Real Random Numbers Without Additional Hardware

Maurice Castro
Software Engineering Research Centre
Email: maurice@serc.citri.edu.au

Abstract

Random numbers are used in many areas of computing, ranging from games and simulation through to key generation in cryptography. Many applications can be satisfied with pseudo-random numbers. However, some applications, such as generating keys for use in cryptography, require genuine random numbers.

The paper describes a method of extracting a string of random bits from the behaviour of the operating system scheduler. To reduce the load imposed on the system by the random number generator and to improve the properties of the random numbers generated, the random bits gathered from the scheduler are used to perturb a pseudo-random number generator.

The result is a stream of random numbers with a computational cost approaching that of a sequence of pseudo-random numbers, but with the properties of a sequence of real random numbers.

1 Introduction

Random numbers are used in many areas of computing, ranging from games and simulation through to key generation in cryptography. Many applications of sequences of random numbers are satisfied by using computational methods to produce a pseudo-random number sequence - a sequence of values that has the appearance of being random when only a small segment of the sequence is known and the algorithm for selecting the next number is unknown. Some applications, such as generating passwords for a password capability-based operating system (Anderson 1986, Castro 1995) and generating keys for use in cryptography, require genuine random numbers. Genuine random numbers have traditionally been produced through the use of measurements of a physically random process.

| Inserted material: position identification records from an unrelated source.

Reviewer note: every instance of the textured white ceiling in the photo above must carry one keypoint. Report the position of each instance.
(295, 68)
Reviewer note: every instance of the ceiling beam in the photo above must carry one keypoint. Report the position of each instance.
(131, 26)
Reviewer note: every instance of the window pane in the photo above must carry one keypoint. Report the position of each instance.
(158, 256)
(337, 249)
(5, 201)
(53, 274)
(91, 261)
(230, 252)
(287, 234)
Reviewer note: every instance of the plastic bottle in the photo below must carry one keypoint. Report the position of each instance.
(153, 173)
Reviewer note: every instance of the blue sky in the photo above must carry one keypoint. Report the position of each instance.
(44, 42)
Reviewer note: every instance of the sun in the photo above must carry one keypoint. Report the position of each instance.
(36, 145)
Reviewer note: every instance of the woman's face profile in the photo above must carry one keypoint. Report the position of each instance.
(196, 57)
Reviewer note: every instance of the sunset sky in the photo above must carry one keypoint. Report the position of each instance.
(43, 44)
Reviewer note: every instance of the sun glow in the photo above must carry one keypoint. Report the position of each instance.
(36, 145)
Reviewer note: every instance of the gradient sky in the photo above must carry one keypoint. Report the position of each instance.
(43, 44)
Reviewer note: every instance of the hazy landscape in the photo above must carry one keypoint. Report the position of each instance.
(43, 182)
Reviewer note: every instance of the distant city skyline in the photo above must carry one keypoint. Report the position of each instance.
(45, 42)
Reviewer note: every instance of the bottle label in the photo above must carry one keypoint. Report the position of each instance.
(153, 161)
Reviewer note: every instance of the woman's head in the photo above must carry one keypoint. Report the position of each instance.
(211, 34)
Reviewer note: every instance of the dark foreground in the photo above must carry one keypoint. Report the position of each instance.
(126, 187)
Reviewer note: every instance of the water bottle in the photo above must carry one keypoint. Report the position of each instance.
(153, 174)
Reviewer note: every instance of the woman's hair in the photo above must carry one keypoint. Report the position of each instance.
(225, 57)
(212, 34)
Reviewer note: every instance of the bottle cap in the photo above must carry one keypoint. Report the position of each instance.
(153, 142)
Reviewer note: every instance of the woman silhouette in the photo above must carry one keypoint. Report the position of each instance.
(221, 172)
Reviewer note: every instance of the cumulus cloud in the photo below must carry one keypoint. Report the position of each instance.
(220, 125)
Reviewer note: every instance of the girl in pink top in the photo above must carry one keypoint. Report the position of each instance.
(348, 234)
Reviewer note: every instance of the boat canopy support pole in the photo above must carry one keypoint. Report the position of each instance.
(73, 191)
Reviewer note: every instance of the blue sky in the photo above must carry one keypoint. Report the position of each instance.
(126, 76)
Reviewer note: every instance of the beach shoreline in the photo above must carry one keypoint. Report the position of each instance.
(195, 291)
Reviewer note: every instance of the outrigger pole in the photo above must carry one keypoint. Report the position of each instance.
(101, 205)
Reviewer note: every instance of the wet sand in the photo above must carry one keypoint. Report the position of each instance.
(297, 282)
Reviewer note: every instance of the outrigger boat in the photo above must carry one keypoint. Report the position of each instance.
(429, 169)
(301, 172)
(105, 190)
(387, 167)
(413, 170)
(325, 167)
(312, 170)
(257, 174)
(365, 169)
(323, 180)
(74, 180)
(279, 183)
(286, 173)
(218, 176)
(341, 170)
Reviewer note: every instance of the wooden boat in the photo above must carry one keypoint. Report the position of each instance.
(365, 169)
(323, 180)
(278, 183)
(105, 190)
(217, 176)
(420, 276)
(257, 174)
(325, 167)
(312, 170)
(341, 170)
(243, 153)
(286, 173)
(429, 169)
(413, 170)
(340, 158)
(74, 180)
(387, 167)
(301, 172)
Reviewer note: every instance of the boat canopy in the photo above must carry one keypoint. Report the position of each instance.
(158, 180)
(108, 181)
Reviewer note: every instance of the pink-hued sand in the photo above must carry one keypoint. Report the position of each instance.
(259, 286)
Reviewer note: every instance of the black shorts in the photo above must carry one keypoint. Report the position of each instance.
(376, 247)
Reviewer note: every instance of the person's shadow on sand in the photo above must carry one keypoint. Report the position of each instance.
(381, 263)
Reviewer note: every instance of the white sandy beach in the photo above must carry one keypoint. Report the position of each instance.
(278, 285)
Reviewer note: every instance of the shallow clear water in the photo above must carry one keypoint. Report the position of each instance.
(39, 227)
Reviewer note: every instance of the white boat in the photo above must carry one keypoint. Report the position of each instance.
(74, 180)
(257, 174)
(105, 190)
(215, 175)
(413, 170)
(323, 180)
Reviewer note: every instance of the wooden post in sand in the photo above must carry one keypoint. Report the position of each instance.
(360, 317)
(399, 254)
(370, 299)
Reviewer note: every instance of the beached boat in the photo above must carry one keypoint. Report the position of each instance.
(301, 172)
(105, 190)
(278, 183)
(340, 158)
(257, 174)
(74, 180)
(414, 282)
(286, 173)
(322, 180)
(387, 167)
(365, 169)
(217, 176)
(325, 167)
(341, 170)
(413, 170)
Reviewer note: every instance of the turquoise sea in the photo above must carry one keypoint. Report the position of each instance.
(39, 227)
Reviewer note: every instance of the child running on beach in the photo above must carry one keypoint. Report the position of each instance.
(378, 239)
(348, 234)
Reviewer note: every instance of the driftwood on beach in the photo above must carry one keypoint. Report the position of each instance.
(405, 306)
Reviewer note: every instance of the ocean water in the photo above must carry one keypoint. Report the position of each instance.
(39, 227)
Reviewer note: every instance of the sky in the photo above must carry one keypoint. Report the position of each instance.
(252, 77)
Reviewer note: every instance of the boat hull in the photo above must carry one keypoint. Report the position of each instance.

Other approaches which use hardware found in an existing system (Davis 1994) typically require modifications to the operating system or access to the hardware at a privileged level. The method proposed here operates at the user level.

The paper addresses a method of extracting a string of random bits from the behaviour of the operating system scheduler. To reduce the load imposed on the system by the random number generator and to improve the properties of the random numbers generated, the random bits gathered from the scheduler are used to perturb a pseudo-random number generator which has the property that a long series of values is required before it is possible to determine the next value (Wallace 1990).

The implementation and testing is being carried out on a number of Unix-based platforms.

2 Scheduling

Multiprogrammed multi-user operating systems typically employ a pre-emptive scheduler. Periodically, processes are interrupted and suspended to allow other processes to be scheduled. The algorithm employed by the scheduler aims to: In general, scheduling algorithms can adjust the length of the quanta - the time a process is allowed to execute before it is next interrupted - and the order in which processes are scheduled.

There are several varieties of Unix and a number of different scheduling algorithms have been employed. Two common varieties are discussed.

The term ‘priority’ is used in the following discussions in the normal sense of the word in English: the highest priority is the most important. This is distinct from the concept of priority level used in the UNIX operating system where the process with the smallest priority level value is the next process to run.

2.1 4.3BSD

This section briefly identifies the features of the short-term scheduling algorithm used in 4.3BSD (Leffler 1990). The scheduler employs multi-level feedback queues. The scheduler has several run queues and selects jobs from the highest priority non-empty queue. This queue is operated on under a ‘round robin’ regime. Blocked processes are removed from the run queues. The priority of a process determines the movement of a process between queues. When the priority of a process falls sufficiently, it is moved to a lower priority queue; conversely, when the priority of a process increases sufficiently, it is moved to higher priority queue. The scheduler is biased towards interactive programs. It characterises interactive programs as programs which tend to not use their complete time slice. Programs that use their full-time slices are decreased in priority, while processes which have been blocked for a significant length of time increase their priority.

2.2 SYSVR4

Process scheduling under UNIX System V Release 4 differs from earlier versions of the operating system (Goodheart 1994). In earlier versions, a single scheduling queue was used and the process with the highest priority would be executed. SYSVR4 introduced the concept of classes of processes. Two classes of processes are currently supported: time-sharing processes, and real-time processes. Time-sharing processes are managed using a ‘round robin’ mechanism similar to the process-scheduling mechanism used by earlier versions of SYSV. Real-time processes are given higher precedence than all time-sharing processes; furthermore, real-time processes can control the length of their time quanta and their priority within the real-time process class.

3 Principles

Although computers are constructed from components which have deterministic behaviours, the system constructed from those components displays complex and sometimes non-deterministic behaviour. Non-deterministic behaviour is undesirable because it reduces an observer's understanding of the system. Computer system designers attempt to reduce the amount of non-deterministic behaviour exhibited by their systems; however, most systems have failed to eliminate this type of behaviour. Real random numbers are derivable from non-deterministic behaviour. This section identifies a source of non-deterministic behaviour and describes a method of generating random numbers through the interaction of the scheduler, the real-time clock and the file system.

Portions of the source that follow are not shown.